That’s why you should opt for software that offers more. An email scanner can help you out here by quarantining emails that look suspicious. Someone is then able to go in and check those emails in a safe environment. If they’re legitimate, they can be released. If not, they don’t even make it onto your servers.

Security awareness training

You know how to recognize a phishing email, right? Well, the stats tell a different story. If 94% of ransomware attacks are a result of phishing, that means a lot of money being lost because phishing attacks go undetected.

Standard training urges you to look at things like the address the mail has been sent from, the spelling, and so on before deciding if the mail is legitimate. Security awareness training will teach you and your staff how to recognize the different forms that phishing may take.

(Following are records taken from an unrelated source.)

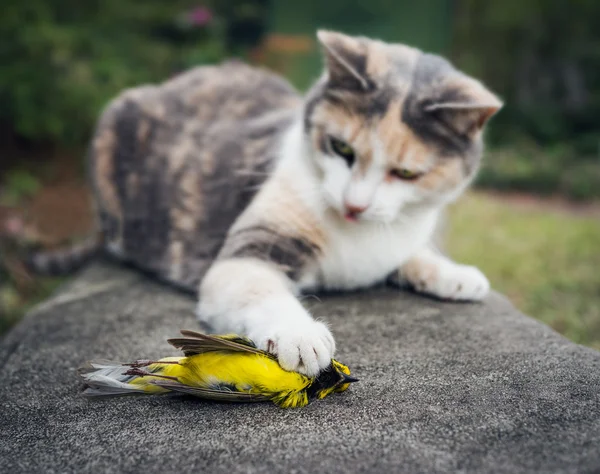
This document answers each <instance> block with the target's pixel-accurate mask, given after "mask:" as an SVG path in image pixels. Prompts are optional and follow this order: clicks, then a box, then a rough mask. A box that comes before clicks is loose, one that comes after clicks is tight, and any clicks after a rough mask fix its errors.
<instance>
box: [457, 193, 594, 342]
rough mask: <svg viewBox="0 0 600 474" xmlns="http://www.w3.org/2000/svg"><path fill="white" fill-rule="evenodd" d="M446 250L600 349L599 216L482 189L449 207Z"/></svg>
mask: <svg viewBox="0 0 600 474" xmlns="http://www.w3.org/2000/svg"><path fill="white" fill-rule="evenodd" d="M447 243H448V251H449V253H450V255H451V256H452V257H453V258H455V259H456V260H458V261H460V262H464V263H470V264H473V265H477V266H478V267H479V268H481V270H482V271H483V272H484V273H485V274H486V275H487V276H488V278H489V279H490V281H491V282H492V286H493V287H494V289H496V290H497V291H499V292H501V293H504V294H505V295H507V296H508V297H509V298H510V299H511V300H512V302H513V303H514V304H515V305H516V306H517V307H518V308H519V309H520V310H522V311H523V312H525V313H527V314H529V315H530V316H533V317H535V318H537V319H539V320H541V321H543V322H544V323H546V324H548V325H550V326H551V327H553V328H554V329H556V330H557V331H558V332H560V333H562V334H564V335H565V336H566V337H568V338H569V339H571V340H573V341H575V342H578V343H580V344H585V345H588V346H591V347H594V348H596V349H600V218H599V217H598V215H595V216H589V217H583V216H576V215H573V214H569V213H568V212H566V211H564V210H563V211H560V210H557V211H552V210H548V209H547V208H544V209H542V208H540V209H531V208H528V209H527V208H521V207H520V206H516V205H514V204H508V203H504V202H502V199H501V198H500V199H498V198H497V197H496V198H493V197H490V196H486V195H484V194H480V193H474V194H469V195H467V196H465V197H464V198H463V199H462V200H461V201H459V203H457V204H456V205H455V206H453V208H452V209H451V212H450V224H449V231H448V241H447Z"/></svg>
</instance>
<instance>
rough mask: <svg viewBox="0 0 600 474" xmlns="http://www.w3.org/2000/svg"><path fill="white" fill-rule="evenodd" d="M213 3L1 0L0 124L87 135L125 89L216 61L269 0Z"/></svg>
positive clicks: (61, 139)
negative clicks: (101, 115) (102, 115)
mask: <svg viewBox="0 0 600 474" xmlns="http://www.w3.org/2000/svg"><path fill="white" fill-rule="evenodd" d="M212 3H215V4H217V3H218V4H219V7H218V8H215V7H214V6H212V5H211V4H210V3H203V4H199V3H198V2H194V1H190V0H170V1H168V2H167V1H164V0H146V1H144V2H127V1H122V0H102V1H99V0H86V1H78V0H54V1H47V0H29V1H25V2H24V1H19V0H4V1H3V2H2V14H1V15H0V38H2V43H1V45H0V68H1V69H0V100H1V102H2V104H3V106H2V108H0V123H2V124H3V125H4V126H5V127H7V128H9V129H12V130H13V131H14V132H15V134H17V135H19V136H21V137H24V138H27V139H30V140H35V141H51V142H57V143H59V144H63V145H71V144H78V143H82V142H83V141H84V140H85V139H86V138H87V136H88V135H89V133H90V128H91V126H92V124H93V122H94V121H95V119H96V117H97V115H98V113H99V111H100V110H101V108H102V106H103V105H104V104H105V103H106V102H107V101H108V100H109V99H110V98H111V97H113V96H114V95H115V94H117V93H118V92H119V91H120V90H122V89H123V88H126V87H131V86H133V85H138V84H142V83H147V82H153V81H160V80H164V79H166V78H168V77H169V76H171V75H173V74H176V73H177V72H178V71H181V70H183V69H186V68H188V67H190V66H192V65H197V64H203V63H210V62H215V61H217V60H219V59H221V58H222V57H223V56H224V55H226V54H229V53H232V51H231V49H230V48H229V46H230V45H232V44H236V45H239V44H242V45H243V46H246V45H249V44H251V43H253V42H256V41H257V38H258V37H259V36H260V34H261V31H264V27H261V26H260V25H262V24H263V23H264V20H263V18H264V17H265V15H264V12H263V8H264V7H263V6H262V5H263V4H264V3H265V0H225V1H221V2H212ZM235 52H237V53H239V48H238V50H236V51H235Z"/></svg>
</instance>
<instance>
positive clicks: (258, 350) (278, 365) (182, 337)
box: [79, 330, 357, 408]
mask: <svg viewBox="0 0 600 474" xmlns="http://www.w3.org/2000/svg"><path fill="white" fill-rule="evenodd" d="M181 334H182V335H183V337H179V338H174V339H169V340H168V342H169V343H170V344H171V345H173V346H174V347H177V348H178V349H181V350H182V351H183V353H184V357H166V358H163V359H159V360H137V361H135V362H132V363H129V364H120V363H114V362H106V361H91V362H88V363H87V364H86V365H85V366H83V367H81V368H80V369H79V374H80V376H81V377H82V378H83V381H84V382H85V384H86V388H85V390H84V392H83V395H84V396H90V397H91V396H103V395H125V394H135V393H143V394H162V393H167V392H182V393H186V394H190V395H194V396H197V397H199V398H204V399H209V400H217V401H229V402H260V401H267V400H270V401H272V402H273V403H275V404H276V405H277V406H279V407H281V408H296V407H303V406H306V405H307V404H308V403H309V402H310V401H311V400H313V399H321V398H325V397H326V396H327V395H330V394H331V393H335V392H343V391H344V390H347V389H348V387H349V385H350V383H352V382H356V381H357V379H355V378H354V377H351V376H350V369H348V367H347V366H345V365H344V364H342V363H340V362H338V361H336V360H334V359H332V360H331V364H330V365H329V367H327V368H326V369H324V370H323V371H321V372H320V373H319V374H318V375H317V376H316V377H308V376H306V375H303V374H300V373H298V372H289V371H287V370H284V369H282V368H281V366H280V365H279V363H278V362H277V359H276V358H275V356H273V355H272V354H270V353H268V352H265V351H262V350H260V349H258V348H257V347H256V345H255V344H254V342H252V341H251V340H249V339H246V338H243V337H240V336H237V335H224V336H213V335H210V336H209V335H206V334H201V333H198V332H194V331H188V330H183V331H181Z"/></svg>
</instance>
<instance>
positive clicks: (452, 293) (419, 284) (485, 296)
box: [402, 260, 490, 301]
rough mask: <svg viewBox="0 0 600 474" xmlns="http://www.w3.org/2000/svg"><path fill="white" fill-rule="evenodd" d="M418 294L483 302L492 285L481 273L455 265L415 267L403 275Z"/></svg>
mask: <svg viewBox="0 0 600 474" xmlns="http://www.w3.org/2000/svg"><path fill="white" fill-rule="evenodd" d="M402 273H403V276H404V277H405V278H406V279H407V280H408V281H409V283H410V284H411V285H412V286H413V287H414V289H415V290H416V291H419V292H421V293H427V294H430V295H433V296H437V297H438V298H442V299H448V300H455V301H480V300H482V299H483V298H485V297H486V295H487V294H488V292H489V291H490V283H489V281H488V279H487V278H486V277H485V275H484V274H483V273H481V271H480V270H479V269H478V268H476V267H472V266H469V265H460V264H458V263H454V262H452V261H448V260H446V261H440V262H436V264H431V263H429V264H427V265H411V266H409V267H408V268H407V269H405V270H404V271H403V272H402Z"/></svg>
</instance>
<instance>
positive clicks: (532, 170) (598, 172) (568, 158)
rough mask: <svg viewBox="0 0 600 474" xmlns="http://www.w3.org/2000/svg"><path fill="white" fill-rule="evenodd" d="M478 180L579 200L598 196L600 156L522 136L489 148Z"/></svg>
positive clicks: (477, 177) (500, 185)
mask: <svg viewBox="0 0 600 474" xmlns="http://www.w3.org/2000/svg"><path fill="white" fill-rule="evenodd" d="M475 184H476V185H477V186H479V187H486V188H493V189H498V190H504V191H528V192H533V193H536V194H540V195H552V194H560V195H562V196H565V197H567V198H569V199H572V200H578V201H581V200H589V199H599V198H600V158H598V157H595V156H591V155H590V156H587V155H579V154H578V153H577V152H576V151H575V149H574V147H573V146H570V145H569V144H554V145H551V146H546V147H542V146H540V145H537V144H535V143H534V142H532V141H531V140H523V139H521V140H519V141H516V142H513V144H512V146H511V147H504V148H497V149H492V150H490V151H489V152H488V153H487V154H486V157H485V159H484V161H483V166H482V168H481V170H480V172H479V174H478V176H477V181H476V183H475Z"/></svg>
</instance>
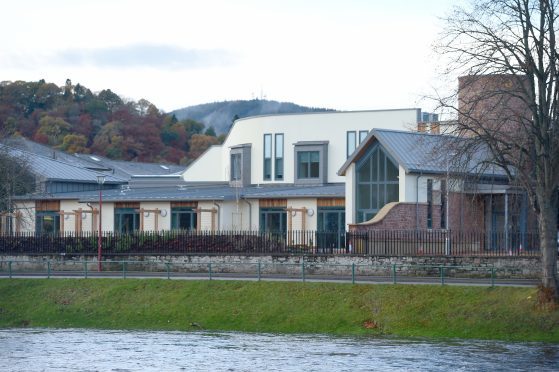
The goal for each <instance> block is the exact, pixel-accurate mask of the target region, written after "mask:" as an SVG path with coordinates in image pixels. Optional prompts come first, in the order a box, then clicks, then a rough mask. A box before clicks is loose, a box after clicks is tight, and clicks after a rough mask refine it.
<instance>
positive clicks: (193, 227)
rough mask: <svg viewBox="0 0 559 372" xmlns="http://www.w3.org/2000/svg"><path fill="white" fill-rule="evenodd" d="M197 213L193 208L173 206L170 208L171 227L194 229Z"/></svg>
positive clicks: (174, 227)
mask: <svg viewBox="0 0 559 372" xmlns="http://www.w3.org/2000/svg"><path fill="white" fill-rule="evenodd" d="M196 219H197V213H196V211H195V210H194V209H193V208H189V207H174V208H172V209H171V228H172V229H176V230H196Z"/></svg>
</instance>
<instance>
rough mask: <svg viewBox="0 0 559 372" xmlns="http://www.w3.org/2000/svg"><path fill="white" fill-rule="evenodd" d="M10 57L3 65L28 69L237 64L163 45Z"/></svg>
mask: <svg viewBox="0 0 559 372" xmlns="http://www.w3.org/2000/svg"><path fill="white" fill-rule="evenodd" d="M5 57H8V56H5ZM11 57H12V58H4V61H6V62H8V64H10V63H9V62H10V61H11V62H12V64H16V63H17V64H19V62H21V61H22V60H25V61H26V63H24V64H25V65H29V64H33V62H32V61H36V62H37V63H39V61H40V63H41V64H42V65H43V66H44V65H57V66H63V67H67V66H71V67H80V66H94V67H99V68H114V69H126V68H154V69H173V70H187V69H204V68H210V67H224V66H230V65H233V64H235V61H236V57H235V55H234V54H233V53H231V52H230V51H227V50H223V49H186V48H181V47H177V46H172V45H163V44H133V45H124V46H121V47H106V48H96V49H85V48H84V49H66V50H62V51H57V52H53V53H52V54H50V55H44V56H38V55H37V54H34V55H33V56H32V57H31V56H29V57H30V58H26V57H25V56H23V55H21V54H19V55H17V56H16V55H13V56H11ZM0 62H1V61H0ZM20 66H21V64H20Z"/></svg>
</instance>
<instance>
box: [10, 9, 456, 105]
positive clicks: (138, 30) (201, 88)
mask: <svg viewBox="0 0 559 372" xmlns="http://www.w3.org/2000/svg"><path fill="white" fill-rule="evenodd" d="M452 3H453V1H449V0H423V1H416V0H343V1H342V0H338V1H330V0H316V1H315V0H298V1H297V0H293V1H292V0H278V1H275V0H260V1H257V0H198V1H191V0H182V1H180V0H178V1H173V0H159V1H153V0H151V1H148V0H81V1H75V0H49V1H44V0H18V1H10V0H0V4H1V8H0V9H2V16H1V19H2V20H1V22H0V81H16V80H25V81H37V80H40V79H45V80H46V81H47V82H52V83H55V84H57V85H59V86H62V85H64V83H65V81H66V79H71V81H72V83H73V84H77V83H80V84H81V85H84V86H86V87H87V88H89V89H91V90H92V91H93V92H98V91H100V90H102V89H111V90H112V91H113V92H115V93H117V94H119V95H121V96H122V97H124V98H126V99H129V100H134V101H137V100H139V99H141V98H144V99H146V100H148V101H150V102H151V103H153V104H155V105H156V106H157V107H158V108H159V109H162V110H164V111H167V112H168V111H171V110H174V109H178V108H182V107H186V106H190V105H196V104H201V103H208V102H216V101H224V100H237V99H252V98H266V99H271V100H276V101H288V102H294V103H297V104H299V105H304V106H311V107H324V108H332V109H337V110H369V109H390V108H409V107H422V108H423V109H424V110H425V111H429V110H430V107H429V106H430V102H428V101H425V100H423V99H422V97H424V96H425V95H429V94H432V89H433V86H434V85H436V84H435V83H436V81H437V76H438V71H437V68H436V65H437V60H436V59H437V57H436V55H435V54H434V53H433V51H432V44H433V43H434V42H435V40H436V38H437V35H438V33H439V32H440V30H441V27H442V26H443V22H442V21H441V20H440V17H443V16H444V15H445V14H447V13H448V12H449V10H450V7H451V4H452Z"/></svg>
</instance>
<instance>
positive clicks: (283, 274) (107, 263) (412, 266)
mask: <svg viewBox="0 0 559 372" xmlns="http://www.w3.org/2000/svg"><path fill="white" fill-rule="evenodd" d="M102 267H103V271H102V272H98V271H97V261H96V260H91V261H87V260H79V261H58V260H44V261H42V260H41V261H30V260H5V261H0V277H8V278H19V277H45V278H56V277H74V278H100V277H111V278H114V277H120V278H123V279H126V278H134V277H141V278H166V279H208V280H213V279H229V280H231V279H236V280H257V281H260V280H297V281H303V282H304V281H307V280H310V281H317V280H318V281H320V280H322V281H339V282H351V283H354V284H355V283H358V282H362V283H386V284H390V283H392V284H397V283H426V284H441V285H445V284H453V283H454V284H477V285H489V286H494V285H496V284H499V281H500V280H502V279H503V278H502V275H501V276H499V275H498V273H497V271H496V269H495V268H494V267H493V266H479V267H477V266H449V265H416V264H375V265H365V264H355V263H353V264H347V265H341V264H323V263H321V264H317V263H315V262H305V261H304V260H303V261H302V262H301V263H292V264H287V263H269V262H261V261H258V262H252V263H246V262H228V263H224V262H197V263H196V262H183V263H175V262H170V261H128V260H115V261H102ZM524 284H533V283H531V282H530V281H524Z"/></svg>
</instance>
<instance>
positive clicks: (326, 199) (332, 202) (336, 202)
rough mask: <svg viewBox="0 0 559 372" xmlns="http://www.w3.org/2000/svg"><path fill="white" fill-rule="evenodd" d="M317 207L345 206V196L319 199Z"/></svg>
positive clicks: (316, 204)
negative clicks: (332, 197)
mask: <svg viewBox="0 0 559 372" xmlns="http://www.w3.org/2000/svg"><path fill="white" fill-rule="evenodd" d="M316 206H317V207H345V199H344V198H328V199H317V200H316Z"/></svg>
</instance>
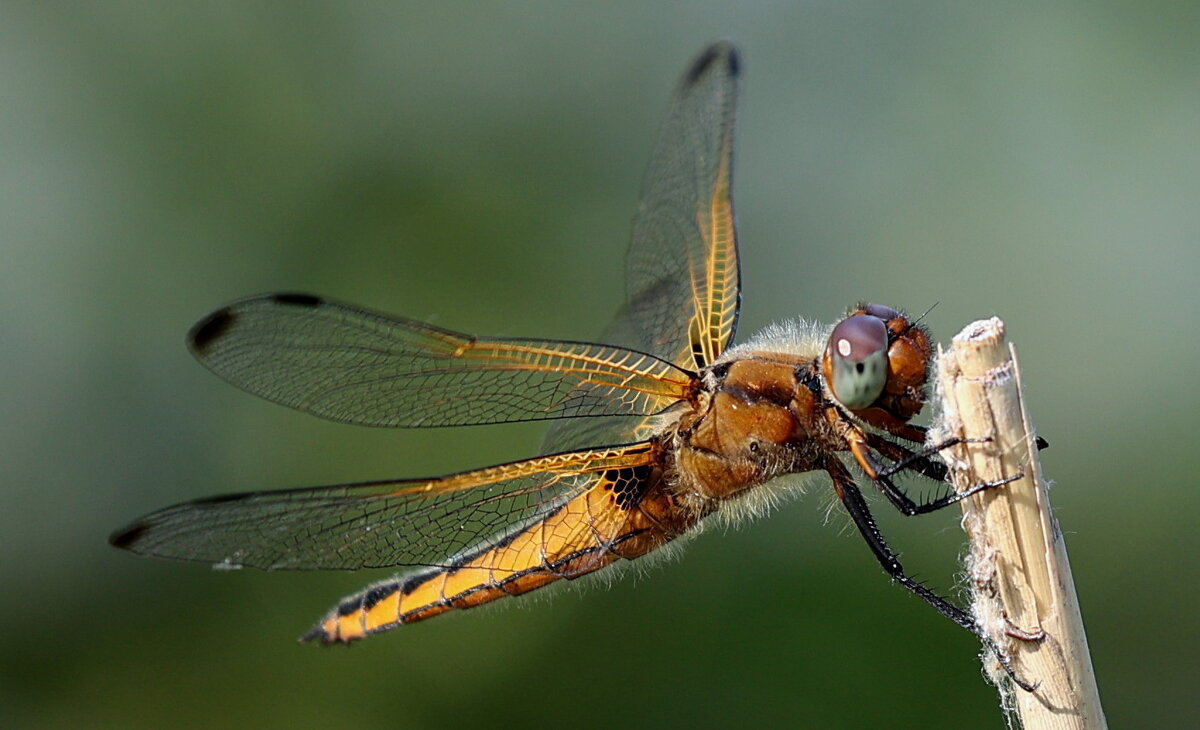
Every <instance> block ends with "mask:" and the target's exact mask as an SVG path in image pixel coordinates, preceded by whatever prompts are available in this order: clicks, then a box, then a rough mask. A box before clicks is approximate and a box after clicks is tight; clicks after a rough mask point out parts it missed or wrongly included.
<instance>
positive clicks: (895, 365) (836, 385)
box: [821, 304, 932, 429]
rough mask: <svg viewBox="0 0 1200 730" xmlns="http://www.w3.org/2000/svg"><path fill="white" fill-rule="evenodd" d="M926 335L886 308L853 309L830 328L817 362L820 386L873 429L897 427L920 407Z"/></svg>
mask: <svg viewBox="0 0 1200 730" xmlns="http://www.w3.org/2000/svg"><path fill="white" fill-rule="evenodd" d="M931 359H932V351H931V348H930V345H929V333H928V331H926V330H925V328H923V327H922V325H919V324H917V323H914V322H910V321H908V317H906V316H905V315H904V313H901V312H898V311H896V310H893V309H890V307H886V306H880V305H876V304H859V305H858V306H856V307H854V309H853V310H851V311H850V313H848V315H846V317H845V318H844V319H842V321H841V322H839V323H838V325H836V327H834V328H833V333H830V334H829V342H828V343H827V345H826V351H824V355H823V357H822V359H821V370H822V372H823V373H824V381H826V387H827V389H828V390H829V394H830V395H833V397H834V399H836V400H838V402H840V403H841V405H842V406H845V407H846V408H848V409H851V411H852V412H853V413H854V414H856V415H858V417H859V418H862V419H863V420H865V421H868V423H869V424H871V425H874V426H878V427H882V429H889V427H892V426H899V425H902V424H904V423H906V421H907V420H908V419H911V418H912V417H913V415H916V414H917V413H919V412H920V408H922V406H924V405H925V383H926V379H928V377H929V363H930V360H931Z"/></svg>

Make no mistake; today’s phishers are pretty sophisticated. They can create dummy websites, legitimate-looking client instructions, or even inter-office instructions. Unless you know what to look for exactly, good luck in telling these apart from the real thing.

Test your staff

Your training is only effective if staff use the principles in their day to day tasks. Occasionally firing off a phishing email can highlight areas where training needs to be beefed up. It can also show you which staff is taking their training seriously.

Monitor email communications

Naturally, you’ll need to advise staff that you’ll be doing this. It’s not nice to think that you have to spy on the people that work for you, but it’s good business practice to do so. By doing this, you can see which staff are taking chances on the emails that they open.

Is there someone on the team who receives and sends a lot of dodgy emails? Are they opening anything that they feel will be funny to read? You need to know. And it’s not in order to punish them, but rather to educate them to the dangers of doing so.

Final notes

Protecting your company against phishers is all about education. If you and your staff are properly trained in spotting an attack, you’ll be able to fight them more effectively. Add that to a killer email scanning program, and regular refresher courses and tests, and you’re way ahead of the game.